Facebook a-t-il facilité l’élection de Trump ?
Antonio C Casilli refuse de participer à un débat qu'il considère débile :
- « Les médias sont tous responsables, les nouveaux comme les anciens, les sociaux comme les traditionnels »
- Ceux qui sont ciblés par ces accusations cherchent à s’en absoudre

Il rappelle trois principes :
« Le fascisme triomphe dans les urnes parce qu’il est une force historique que nous n’avons jamais défait, et qu’il faut le combattre au quotidien ».

« Notre propre responsabilité... ne doit pas nous aveugler vis-à-vis des collusions de ceux qui détiennent les clés des plateformes et configurent les moyens de production qui encadrent notre force de travail implicite »
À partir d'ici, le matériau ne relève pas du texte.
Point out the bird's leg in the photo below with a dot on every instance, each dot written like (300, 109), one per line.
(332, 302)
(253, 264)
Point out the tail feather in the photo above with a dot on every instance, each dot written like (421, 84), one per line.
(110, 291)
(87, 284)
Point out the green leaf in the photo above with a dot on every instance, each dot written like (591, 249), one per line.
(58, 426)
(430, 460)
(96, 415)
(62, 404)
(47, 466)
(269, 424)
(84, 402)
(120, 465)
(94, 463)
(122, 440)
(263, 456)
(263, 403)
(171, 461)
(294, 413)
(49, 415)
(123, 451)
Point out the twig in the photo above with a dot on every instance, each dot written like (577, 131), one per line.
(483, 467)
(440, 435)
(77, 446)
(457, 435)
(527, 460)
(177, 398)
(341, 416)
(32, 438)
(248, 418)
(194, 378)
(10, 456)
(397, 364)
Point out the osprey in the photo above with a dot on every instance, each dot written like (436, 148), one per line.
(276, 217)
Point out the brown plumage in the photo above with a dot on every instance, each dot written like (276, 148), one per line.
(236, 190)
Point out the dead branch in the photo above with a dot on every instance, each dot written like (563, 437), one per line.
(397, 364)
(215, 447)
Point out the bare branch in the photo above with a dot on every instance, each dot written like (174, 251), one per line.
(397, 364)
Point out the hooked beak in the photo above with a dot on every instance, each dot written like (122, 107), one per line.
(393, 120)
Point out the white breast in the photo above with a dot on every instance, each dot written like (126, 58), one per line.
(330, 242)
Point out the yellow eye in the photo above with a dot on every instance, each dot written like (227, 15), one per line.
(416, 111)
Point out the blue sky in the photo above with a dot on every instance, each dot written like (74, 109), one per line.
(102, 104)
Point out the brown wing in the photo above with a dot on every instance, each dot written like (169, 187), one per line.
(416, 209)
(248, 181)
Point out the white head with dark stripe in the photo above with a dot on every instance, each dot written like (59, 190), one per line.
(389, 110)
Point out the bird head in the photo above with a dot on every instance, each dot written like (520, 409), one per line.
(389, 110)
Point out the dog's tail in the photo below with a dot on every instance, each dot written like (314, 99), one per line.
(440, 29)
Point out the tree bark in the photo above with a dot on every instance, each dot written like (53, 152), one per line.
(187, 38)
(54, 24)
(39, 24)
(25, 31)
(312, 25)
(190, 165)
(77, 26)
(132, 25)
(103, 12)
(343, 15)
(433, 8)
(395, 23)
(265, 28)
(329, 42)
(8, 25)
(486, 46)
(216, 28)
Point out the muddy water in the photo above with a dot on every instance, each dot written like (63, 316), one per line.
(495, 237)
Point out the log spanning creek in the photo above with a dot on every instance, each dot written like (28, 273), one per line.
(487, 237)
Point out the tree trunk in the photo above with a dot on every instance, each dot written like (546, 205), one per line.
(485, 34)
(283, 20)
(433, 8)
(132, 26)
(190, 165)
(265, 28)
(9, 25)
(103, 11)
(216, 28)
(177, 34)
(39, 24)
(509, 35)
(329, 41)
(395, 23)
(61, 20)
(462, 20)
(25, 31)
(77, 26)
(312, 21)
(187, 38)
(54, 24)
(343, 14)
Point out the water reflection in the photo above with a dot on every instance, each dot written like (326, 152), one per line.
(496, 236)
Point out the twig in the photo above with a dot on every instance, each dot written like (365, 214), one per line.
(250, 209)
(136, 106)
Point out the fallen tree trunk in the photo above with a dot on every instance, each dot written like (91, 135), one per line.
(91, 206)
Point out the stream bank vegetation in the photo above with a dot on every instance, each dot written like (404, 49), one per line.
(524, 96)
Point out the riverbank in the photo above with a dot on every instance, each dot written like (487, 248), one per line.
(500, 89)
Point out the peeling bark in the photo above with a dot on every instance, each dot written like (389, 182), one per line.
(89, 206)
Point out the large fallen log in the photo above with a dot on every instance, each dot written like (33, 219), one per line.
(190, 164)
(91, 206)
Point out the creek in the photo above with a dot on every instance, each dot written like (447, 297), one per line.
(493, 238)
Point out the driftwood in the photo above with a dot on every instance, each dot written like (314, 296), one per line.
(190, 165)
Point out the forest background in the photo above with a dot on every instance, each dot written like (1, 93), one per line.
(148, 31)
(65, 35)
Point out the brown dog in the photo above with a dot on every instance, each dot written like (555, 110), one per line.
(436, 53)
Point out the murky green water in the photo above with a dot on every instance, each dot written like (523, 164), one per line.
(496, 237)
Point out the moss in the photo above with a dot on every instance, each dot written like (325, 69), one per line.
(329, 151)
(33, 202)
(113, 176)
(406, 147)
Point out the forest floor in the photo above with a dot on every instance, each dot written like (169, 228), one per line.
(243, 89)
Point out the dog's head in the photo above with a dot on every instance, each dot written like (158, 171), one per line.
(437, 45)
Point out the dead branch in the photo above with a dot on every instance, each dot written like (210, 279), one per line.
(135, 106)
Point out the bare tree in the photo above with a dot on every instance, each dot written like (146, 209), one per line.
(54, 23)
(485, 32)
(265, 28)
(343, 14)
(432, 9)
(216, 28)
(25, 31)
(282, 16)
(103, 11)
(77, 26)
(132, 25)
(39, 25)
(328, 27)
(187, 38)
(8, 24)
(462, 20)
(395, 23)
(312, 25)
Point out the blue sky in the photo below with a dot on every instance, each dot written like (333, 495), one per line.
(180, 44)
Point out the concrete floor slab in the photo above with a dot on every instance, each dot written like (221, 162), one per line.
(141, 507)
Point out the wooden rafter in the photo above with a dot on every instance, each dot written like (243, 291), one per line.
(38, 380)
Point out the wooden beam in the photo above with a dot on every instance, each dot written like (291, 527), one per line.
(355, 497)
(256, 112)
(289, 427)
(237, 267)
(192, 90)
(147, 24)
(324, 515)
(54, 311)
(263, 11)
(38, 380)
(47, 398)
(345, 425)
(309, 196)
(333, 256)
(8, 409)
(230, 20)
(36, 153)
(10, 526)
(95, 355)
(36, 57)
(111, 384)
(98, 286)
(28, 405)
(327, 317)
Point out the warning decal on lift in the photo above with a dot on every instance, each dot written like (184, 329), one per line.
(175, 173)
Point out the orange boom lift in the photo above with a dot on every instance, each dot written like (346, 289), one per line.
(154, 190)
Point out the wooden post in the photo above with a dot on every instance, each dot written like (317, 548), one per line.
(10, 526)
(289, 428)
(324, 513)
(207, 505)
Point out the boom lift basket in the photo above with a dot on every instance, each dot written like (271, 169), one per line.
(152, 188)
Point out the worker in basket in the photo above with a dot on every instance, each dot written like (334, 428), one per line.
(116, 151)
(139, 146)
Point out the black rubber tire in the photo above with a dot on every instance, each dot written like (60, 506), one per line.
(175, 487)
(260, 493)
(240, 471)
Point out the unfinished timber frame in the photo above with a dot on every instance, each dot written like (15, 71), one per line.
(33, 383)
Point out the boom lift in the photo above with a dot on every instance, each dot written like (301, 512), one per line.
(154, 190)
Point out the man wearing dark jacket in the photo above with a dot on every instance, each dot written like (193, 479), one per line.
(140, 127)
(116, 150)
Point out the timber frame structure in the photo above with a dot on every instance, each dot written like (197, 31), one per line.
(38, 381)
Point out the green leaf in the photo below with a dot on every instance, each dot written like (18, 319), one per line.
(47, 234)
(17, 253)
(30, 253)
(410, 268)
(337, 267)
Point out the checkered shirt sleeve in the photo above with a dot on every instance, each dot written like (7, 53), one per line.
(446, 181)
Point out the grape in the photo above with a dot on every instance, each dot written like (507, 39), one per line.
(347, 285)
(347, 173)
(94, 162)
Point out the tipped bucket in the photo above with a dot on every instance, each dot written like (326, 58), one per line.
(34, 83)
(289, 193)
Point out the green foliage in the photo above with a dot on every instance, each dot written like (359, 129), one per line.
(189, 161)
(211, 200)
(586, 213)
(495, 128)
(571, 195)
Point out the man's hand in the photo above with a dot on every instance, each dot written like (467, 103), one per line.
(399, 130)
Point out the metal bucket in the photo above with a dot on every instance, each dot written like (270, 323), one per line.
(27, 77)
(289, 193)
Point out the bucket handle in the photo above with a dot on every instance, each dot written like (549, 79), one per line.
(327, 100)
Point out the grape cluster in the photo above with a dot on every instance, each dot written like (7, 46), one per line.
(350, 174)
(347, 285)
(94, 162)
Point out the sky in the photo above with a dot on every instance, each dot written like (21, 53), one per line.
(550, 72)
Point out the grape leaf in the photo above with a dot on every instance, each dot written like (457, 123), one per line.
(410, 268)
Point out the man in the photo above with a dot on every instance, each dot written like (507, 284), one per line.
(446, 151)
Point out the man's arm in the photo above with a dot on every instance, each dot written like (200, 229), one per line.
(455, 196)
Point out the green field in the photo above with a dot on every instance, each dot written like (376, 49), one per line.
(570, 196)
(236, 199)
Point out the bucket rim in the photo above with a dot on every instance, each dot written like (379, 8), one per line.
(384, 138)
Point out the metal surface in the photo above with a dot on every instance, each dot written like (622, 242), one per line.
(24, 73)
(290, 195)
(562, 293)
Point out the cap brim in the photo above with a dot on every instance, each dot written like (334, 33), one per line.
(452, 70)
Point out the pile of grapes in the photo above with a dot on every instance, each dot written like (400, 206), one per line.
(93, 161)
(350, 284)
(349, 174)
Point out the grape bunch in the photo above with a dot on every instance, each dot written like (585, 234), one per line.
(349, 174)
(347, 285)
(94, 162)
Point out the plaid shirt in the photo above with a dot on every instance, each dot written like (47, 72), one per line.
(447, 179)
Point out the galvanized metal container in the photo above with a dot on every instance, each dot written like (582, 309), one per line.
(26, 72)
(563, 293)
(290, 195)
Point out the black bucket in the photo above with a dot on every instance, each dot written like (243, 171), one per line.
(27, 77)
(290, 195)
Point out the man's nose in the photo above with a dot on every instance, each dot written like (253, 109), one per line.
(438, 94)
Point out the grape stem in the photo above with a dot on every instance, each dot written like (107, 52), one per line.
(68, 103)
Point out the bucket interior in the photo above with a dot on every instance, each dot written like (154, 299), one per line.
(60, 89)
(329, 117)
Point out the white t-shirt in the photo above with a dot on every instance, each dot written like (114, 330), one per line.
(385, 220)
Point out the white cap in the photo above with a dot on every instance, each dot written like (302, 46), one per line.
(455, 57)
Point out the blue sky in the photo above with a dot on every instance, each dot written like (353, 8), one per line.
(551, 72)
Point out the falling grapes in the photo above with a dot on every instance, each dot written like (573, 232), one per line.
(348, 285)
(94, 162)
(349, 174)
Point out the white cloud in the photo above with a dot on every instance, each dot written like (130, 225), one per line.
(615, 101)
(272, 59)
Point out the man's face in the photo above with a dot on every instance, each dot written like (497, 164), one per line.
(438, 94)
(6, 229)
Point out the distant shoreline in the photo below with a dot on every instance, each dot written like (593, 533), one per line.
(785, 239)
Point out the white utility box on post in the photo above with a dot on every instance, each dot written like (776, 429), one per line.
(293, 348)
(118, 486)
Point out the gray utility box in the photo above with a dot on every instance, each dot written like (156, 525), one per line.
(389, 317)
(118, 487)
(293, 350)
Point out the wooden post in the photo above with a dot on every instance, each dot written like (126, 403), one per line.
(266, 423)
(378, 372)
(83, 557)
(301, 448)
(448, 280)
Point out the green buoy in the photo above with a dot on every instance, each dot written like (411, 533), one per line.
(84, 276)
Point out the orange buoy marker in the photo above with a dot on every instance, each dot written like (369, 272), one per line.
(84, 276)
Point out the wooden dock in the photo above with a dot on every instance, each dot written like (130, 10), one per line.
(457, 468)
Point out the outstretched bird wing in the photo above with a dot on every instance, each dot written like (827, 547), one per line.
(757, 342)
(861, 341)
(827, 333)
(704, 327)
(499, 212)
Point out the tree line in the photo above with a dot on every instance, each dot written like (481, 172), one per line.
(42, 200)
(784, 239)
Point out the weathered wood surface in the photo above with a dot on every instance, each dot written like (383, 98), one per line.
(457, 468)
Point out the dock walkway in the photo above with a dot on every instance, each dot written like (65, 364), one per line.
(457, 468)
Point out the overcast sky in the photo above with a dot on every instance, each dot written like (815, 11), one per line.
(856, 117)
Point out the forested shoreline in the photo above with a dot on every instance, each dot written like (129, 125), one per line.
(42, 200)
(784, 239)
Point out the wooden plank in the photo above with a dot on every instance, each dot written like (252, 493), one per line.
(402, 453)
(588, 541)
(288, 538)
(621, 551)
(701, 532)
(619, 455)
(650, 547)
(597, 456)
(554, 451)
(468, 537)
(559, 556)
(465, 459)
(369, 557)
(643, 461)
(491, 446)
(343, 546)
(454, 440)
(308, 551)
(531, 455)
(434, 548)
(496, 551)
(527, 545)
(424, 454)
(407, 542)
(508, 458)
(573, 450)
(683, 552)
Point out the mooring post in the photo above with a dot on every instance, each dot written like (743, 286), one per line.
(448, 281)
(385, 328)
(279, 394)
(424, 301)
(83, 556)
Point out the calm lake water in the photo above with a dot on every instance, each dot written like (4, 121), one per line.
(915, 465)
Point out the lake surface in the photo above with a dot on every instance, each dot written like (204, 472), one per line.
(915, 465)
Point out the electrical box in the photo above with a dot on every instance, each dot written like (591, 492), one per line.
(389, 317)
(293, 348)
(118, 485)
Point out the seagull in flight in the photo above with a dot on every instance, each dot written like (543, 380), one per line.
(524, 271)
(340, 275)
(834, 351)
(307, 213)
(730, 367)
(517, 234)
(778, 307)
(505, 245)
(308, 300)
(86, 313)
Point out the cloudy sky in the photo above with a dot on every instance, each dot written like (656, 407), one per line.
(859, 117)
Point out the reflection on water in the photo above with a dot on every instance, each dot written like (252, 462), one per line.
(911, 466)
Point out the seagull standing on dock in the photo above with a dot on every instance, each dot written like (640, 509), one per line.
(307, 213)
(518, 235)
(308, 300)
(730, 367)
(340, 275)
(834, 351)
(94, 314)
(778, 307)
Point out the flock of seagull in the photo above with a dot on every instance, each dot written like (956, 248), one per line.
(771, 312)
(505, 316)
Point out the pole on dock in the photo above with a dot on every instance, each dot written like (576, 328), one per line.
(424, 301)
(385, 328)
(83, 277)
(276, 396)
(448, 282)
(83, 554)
« L’offre d’un seul fascisme disponible en différents coloris, va de pair avec l’oppression des usagers de technologies numériques, marginalisés, forcés d’accepter une seule offre de sociabilité, centralisée, normalisée, policée, exploitée par le capitalisme des plateformes qui ne proposent qu’une seule modalité de gouvernance opaque et asymétrique, mais disponible via différents applications ».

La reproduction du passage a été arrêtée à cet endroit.